Problem Statement
Given an integer array nums, find the number of Longest Increasing Subsequences (LIS) in the array.
Examples
Example 1:
Input: nums = [1, 3, 5, 4, 7]
Output: 2
Explanation: There are two LIS of length 4:
[1, 3, 4, 7]
[1, 3, 5, 7]Example 2:
Input: nums = [2, 2, 2, 2, 2]
Output: 5
Explanation: All elements are the same, so every single element can form an LIS of length 1. There are 5 such subsequences.Different Approaches
1️⃣ Recursion (TLE)
Intuition:
Try every subsequence using recursion. Track:
- Max length of LIS found so far
- Count of how many LIS match that length
Code:
class Solution {
public:
int count = 0; // To count how many LIS of maximum length exist
int maxi = 0; // To track the length of the Longest Increasing Subsequence (LIS)
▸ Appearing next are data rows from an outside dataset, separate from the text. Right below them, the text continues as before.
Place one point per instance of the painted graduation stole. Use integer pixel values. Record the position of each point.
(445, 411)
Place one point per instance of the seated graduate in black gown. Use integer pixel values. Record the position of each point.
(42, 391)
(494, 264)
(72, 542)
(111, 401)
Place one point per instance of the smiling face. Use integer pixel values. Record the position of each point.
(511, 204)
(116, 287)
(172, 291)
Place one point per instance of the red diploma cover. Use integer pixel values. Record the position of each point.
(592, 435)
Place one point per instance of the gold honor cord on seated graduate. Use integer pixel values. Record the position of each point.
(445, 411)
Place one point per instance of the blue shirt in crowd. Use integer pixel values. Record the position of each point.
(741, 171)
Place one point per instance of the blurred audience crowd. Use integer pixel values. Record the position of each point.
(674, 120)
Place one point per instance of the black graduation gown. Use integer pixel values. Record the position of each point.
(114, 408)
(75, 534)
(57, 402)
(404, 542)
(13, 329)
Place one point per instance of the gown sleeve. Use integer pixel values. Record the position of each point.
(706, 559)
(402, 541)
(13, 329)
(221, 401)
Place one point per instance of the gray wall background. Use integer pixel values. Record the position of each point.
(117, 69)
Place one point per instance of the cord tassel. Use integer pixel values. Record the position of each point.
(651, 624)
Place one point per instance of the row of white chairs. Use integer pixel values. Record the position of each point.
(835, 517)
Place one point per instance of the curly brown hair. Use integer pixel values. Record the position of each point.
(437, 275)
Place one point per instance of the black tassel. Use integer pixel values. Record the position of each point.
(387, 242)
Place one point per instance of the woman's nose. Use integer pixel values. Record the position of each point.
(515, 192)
// Recursive DFS to explore all possible increasing subsequences
void dfs(int index, vector<int>& nums, vector<int>& path) {
// Base case: if we've reached the end of the array
if (index == nums.size()) {
// If current path is longer than previous maximum, update max and reset count
if (path.size() > maxi) {
maxi = path.size();
count = 1;
}
// If it's equal to max length, increment the count
else if (path.size() == maxi) {
count++;
}
return;
}
// ✅ CHOICE 1: Include the current element if it forms an increasing subsequence
// (i.e., it's larger than the last element in the current path)
if (path.empty() || nums[index] > path.back()) {
path.push_back(nums[index]); // include current element
dfs(index + 1, nums, path); // explore further with it included
path.pop_back(); // backtrack (remove the element after exploring)
}
// ✅ CHOICE 2: Exclude the current element and move to next index
dfs(index + 1, nums, path);
}
// Entry point: initializes DFS
int numberOfLIS(vector<int> nums) {
vector<int> path; // Holds the current subsequence
dfs(0, nums, path); // Start DFS from index 0
return count; // Return total count of longest increasing subsequences
}
};
Complexity Analysis:
- Time Complexity:
O(2^n) - Space Complexity:
O(n)- Stack Space
2️⃣ Tabulation (Bottom-Up Approach)
Code:
#include <bits/stdc++.h>
using namespace std;
class Solution {
public:
/* Function to count the number of LIS
present in the given array */
int numberOfLIS(vector<int> nums) {
int n = nums.size(); // Size of the array
int ans = 0; // To store the result
int maxLen = 0; // To store the length of longest LIS
vector<int> dp(n, 1); // DP table
vector<int> count(n, 1); // To store the count
// Filling up the DP table
for(int ind = 0; ind < n; ind++) {
for(int prevInd = 0; prevInd < ind; prevInd++) {
/* If the element at index i can be
included in the LIS ending at index j */
if(nums[prevInd] < nums[ind]) {
// If a longer LIS is found, update the values
if(dp[prevInd] + 1 > dp[ind]) {
dp[ind] = dp[prevInd] + 1;
count[ind] = count[prevInd];
}
// Else if a new way is found to form the LIS
else if(dp[prevInd] + 1 == dp[ind]) {
count[ind] += count[prevInd];
}
}
}
// Store the maximum length
maxLen = max(maxLen, dp[ind]);
}
// Traverse the count array
for(int i = 0; i < n; i++) {
// Count the longest LIS
if(dp[i] == maxLen) ans += count[i];
}
return ans; // Return the result
}
};
int main() {
vector<int> arr = {1, 3, 5, 4, 7};
/* Creating an instance of
Solution class */
Solution sol;
/* Function call to count the number
of LIS present in given array */
int ans = sol.numberOfLIS(arr);
// Output
cout << "The number of LIS present in the given array is: " << ans << endl;
return 0;
}Complexity Analysis:
- Time Complexity:
O(N^2), where N is the size of the given array.- Computing the DP array takes O(N^2) time, and counting the longest LIS present takes O(N) time.
- Space Complexity:
O(N), because of two arrays (dp and count) used, each of size N.